The eating disorder world is a dark place and very hard to understand if you have never been there. My battle began with anorexia when I was 18 years old, which led me to being hospitalized by the age of 19. Throughout all my treatments, therapy sessions, living with other diagnosed individuals and doing my own research, I have found that people dealing with this illness have the same thinking patterns. We may have different stories and come from different places, but our feelings, emotions and actions are very similar. We live in a culture of secrecy and because of this, society is misinformed about the deadly truth of eating disorders. It is a very complicated illness and may take time for the world to understand all aspects of it. To help teach and spread awareness, here are 30 things someone with an eating disorder wish they could tell you:
- I have an eating disorder. I am not an eating disorder.
- It’s not a lifestyle choice. It’s a serious illness.
- An eating disorder is an addiction just as much as an alcohol or drug addiction.
- Eating disorders just don’t take over your eating habits, they dominate your entire life; every thought, every action.
- The eating disorder world is a dark and lonely place.
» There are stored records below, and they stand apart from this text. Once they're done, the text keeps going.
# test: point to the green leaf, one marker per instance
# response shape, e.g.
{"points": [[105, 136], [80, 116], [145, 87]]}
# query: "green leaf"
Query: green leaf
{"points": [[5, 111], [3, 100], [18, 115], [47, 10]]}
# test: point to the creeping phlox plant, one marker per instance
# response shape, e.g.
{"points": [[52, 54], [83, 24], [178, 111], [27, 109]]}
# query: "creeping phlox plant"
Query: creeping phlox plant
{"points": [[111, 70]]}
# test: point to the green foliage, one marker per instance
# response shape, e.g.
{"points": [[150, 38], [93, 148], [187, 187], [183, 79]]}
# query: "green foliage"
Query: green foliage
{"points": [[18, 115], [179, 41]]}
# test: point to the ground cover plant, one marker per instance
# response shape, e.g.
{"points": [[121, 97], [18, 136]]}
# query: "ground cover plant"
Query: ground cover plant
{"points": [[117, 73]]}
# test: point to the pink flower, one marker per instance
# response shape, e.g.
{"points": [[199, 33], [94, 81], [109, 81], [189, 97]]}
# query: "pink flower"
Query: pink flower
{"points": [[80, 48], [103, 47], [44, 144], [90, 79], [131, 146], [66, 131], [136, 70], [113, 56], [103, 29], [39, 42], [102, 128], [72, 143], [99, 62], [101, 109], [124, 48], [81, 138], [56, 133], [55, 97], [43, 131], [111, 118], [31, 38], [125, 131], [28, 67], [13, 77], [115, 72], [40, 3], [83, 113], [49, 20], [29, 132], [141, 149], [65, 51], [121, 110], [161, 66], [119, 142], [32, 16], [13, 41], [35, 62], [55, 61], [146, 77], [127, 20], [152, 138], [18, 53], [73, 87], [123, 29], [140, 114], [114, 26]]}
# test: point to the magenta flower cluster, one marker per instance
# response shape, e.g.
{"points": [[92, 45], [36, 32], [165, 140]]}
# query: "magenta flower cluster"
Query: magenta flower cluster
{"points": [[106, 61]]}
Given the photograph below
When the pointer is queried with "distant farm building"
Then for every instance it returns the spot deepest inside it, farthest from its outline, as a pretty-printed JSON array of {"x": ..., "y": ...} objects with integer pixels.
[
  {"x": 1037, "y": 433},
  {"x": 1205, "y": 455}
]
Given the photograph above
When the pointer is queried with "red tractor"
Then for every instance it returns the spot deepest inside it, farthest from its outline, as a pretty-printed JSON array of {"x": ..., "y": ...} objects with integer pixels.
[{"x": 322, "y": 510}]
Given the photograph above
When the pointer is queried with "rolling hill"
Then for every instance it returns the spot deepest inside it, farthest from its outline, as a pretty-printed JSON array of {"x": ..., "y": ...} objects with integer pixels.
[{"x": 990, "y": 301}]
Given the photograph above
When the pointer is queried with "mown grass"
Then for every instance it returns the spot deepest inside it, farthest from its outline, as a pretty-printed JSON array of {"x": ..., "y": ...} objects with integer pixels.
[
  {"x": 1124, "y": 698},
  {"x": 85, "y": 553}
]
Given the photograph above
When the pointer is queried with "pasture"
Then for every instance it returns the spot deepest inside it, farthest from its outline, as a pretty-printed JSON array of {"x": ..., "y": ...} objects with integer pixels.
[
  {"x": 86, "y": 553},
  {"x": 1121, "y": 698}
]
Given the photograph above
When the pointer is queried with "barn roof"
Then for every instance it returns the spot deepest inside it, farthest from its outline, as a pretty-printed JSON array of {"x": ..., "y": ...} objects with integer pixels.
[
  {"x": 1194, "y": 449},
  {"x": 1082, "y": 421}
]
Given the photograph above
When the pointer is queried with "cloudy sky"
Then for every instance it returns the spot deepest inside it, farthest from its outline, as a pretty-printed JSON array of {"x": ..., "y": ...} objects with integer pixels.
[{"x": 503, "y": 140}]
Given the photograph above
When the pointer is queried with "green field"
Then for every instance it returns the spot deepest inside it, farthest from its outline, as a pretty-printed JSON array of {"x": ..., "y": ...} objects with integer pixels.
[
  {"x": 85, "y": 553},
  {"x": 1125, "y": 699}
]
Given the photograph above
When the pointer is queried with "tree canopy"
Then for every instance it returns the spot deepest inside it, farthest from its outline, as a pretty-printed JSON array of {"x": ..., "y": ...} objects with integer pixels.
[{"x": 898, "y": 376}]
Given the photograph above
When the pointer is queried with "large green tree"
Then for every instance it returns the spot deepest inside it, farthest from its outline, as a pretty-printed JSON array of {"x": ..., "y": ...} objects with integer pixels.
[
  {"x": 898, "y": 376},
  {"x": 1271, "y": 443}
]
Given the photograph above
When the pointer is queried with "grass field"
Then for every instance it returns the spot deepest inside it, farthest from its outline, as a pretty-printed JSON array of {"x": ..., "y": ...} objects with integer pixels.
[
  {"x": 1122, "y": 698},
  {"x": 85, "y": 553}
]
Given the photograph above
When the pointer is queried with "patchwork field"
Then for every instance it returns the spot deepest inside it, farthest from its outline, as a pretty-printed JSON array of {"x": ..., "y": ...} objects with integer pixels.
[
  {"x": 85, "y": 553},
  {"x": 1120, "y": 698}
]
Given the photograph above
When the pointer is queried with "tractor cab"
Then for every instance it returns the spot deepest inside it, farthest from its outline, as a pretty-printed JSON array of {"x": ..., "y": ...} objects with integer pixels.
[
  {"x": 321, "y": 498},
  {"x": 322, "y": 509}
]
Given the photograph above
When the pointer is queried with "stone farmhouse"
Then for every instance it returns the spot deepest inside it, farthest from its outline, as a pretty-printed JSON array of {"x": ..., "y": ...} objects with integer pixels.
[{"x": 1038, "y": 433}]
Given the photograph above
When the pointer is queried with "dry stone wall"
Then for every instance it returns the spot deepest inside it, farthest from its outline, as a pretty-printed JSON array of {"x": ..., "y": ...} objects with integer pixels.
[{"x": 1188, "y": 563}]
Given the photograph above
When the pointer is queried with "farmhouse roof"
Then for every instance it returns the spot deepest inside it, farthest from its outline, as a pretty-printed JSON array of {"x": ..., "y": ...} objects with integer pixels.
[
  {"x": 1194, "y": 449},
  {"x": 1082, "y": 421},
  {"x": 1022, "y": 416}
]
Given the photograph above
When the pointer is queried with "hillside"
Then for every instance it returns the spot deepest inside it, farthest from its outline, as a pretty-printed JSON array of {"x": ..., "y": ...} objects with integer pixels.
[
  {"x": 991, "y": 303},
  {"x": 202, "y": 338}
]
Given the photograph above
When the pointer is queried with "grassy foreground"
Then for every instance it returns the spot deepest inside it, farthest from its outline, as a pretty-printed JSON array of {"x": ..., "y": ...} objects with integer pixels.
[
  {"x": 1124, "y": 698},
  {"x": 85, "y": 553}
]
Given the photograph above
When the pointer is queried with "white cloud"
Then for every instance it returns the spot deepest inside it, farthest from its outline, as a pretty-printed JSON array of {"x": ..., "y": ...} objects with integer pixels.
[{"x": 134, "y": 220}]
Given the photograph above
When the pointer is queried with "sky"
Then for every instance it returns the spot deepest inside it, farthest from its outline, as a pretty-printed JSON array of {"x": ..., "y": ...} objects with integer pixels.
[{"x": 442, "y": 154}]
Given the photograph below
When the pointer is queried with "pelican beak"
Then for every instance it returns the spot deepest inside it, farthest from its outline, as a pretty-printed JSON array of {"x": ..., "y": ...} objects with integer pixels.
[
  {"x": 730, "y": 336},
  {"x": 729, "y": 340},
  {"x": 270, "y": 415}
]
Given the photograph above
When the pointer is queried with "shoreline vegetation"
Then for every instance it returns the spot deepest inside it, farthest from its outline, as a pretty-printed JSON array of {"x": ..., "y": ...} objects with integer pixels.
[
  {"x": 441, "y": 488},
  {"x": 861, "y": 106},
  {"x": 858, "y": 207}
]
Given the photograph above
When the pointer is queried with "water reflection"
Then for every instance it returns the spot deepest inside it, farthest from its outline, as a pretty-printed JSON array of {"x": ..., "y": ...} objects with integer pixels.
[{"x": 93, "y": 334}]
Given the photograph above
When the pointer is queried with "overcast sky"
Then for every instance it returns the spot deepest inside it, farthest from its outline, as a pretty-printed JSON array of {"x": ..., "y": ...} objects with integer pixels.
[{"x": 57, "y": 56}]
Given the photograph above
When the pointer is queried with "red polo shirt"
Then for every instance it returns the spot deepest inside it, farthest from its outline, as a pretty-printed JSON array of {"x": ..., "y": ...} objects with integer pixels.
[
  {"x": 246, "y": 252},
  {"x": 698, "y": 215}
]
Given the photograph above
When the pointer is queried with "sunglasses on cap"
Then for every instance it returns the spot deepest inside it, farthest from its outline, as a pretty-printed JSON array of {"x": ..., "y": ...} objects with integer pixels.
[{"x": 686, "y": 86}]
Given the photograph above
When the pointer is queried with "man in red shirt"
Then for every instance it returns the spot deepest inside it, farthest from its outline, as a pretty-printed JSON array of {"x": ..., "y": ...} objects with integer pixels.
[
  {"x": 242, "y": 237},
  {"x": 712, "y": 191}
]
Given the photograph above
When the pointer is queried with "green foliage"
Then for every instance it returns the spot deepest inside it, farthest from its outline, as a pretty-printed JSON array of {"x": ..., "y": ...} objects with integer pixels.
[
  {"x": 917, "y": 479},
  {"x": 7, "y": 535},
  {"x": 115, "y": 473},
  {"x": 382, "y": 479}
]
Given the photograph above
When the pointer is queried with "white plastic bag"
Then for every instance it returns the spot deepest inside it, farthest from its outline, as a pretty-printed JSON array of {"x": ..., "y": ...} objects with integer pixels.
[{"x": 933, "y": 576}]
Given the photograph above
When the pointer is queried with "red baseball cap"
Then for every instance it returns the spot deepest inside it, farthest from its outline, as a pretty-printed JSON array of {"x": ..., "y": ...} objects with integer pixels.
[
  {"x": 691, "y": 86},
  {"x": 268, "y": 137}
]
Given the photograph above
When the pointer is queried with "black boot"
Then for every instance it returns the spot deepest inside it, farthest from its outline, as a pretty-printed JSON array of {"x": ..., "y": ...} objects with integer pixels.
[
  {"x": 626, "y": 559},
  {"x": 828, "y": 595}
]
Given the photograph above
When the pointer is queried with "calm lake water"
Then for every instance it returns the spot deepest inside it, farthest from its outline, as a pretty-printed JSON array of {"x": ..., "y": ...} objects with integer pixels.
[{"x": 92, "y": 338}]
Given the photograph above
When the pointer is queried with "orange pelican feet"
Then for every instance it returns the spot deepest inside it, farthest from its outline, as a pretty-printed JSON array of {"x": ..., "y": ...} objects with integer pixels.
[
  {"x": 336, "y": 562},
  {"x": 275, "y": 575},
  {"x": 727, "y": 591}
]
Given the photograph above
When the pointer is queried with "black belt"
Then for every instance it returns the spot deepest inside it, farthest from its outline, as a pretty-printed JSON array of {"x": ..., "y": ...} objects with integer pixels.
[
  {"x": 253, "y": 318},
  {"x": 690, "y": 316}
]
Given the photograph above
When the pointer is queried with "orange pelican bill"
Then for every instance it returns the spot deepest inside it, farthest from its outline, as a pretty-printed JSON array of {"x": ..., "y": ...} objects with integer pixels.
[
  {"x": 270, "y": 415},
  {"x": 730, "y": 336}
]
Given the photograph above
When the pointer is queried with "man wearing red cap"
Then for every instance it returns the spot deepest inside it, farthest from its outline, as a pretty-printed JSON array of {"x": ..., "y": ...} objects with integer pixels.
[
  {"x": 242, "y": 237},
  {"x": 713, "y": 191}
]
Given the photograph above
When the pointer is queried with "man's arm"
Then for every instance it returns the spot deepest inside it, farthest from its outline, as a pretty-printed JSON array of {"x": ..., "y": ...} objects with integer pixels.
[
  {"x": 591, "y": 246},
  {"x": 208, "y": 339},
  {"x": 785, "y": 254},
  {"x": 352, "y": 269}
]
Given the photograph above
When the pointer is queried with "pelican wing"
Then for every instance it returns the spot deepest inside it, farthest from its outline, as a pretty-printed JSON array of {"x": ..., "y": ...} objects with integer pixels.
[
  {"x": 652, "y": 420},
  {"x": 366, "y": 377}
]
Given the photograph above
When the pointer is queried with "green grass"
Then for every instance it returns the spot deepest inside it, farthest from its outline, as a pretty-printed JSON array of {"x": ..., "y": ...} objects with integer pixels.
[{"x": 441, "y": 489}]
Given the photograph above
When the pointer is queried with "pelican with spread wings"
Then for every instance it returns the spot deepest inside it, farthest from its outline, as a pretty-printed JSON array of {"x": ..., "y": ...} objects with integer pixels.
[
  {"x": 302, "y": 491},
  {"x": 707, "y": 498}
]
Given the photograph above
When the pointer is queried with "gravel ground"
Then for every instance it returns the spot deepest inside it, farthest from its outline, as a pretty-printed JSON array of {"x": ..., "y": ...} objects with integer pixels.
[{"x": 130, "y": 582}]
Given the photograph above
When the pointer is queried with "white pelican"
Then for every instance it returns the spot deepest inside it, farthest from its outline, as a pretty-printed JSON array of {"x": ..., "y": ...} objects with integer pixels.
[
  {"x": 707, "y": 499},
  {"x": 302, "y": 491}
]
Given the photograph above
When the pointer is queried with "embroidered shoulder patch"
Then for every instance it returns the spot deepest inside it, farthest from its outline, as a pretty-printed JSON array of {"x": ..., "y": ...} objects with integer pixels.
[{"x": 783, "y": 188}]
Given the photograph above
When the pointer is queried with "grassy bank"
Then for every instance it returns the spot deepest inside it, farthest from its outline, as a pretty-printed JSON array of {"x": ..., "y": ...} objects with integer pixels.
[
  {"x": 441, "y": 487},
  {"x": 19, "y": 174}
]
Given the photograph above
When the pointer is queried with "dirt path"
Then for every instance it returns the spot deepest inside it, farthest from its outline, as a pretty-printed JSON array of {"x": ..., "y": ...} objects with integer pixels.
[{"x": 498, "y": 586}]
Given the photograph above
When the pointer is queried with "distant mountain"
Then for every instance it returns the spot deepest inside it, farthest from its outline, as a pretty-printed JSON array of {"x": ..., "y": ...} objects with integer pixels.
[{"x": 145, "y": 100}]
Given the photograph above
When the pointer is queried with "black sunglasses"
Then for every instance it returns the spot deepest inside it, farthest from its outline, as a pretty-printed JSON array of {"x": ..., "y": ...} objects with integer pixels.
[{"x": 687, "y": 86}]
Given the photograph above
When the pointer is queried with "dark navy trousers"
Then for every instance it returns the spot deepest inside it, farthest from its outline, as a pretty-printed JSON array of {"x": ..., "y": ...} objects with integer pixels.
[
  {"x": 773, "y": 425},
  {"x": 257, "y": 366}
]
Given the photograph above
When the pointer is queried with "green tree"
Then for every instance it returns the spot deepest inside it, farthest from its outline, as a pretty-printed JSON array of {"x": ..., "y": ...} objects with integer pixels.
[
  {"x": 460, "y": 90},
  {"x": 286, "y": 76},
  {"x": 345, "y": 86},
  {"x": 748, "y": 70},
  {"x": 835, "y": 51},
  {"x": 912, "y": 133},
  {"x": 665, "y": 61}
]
If I let you know my secrets, I trust you more than anything. Please don’t take advantage of that trust.
- Eating disorders are best friends with anxiety. I’m always on the go, strictly follow my own schedule and I won’t let you break my routine.
- Eating disorders rarely work alone. They thrive on secrecy and isolation, and go hand in hand with depression, anxiety and self-harm. I cut my wrists so I can feel physical pain instead of facing my inside pain. It is not to get attention.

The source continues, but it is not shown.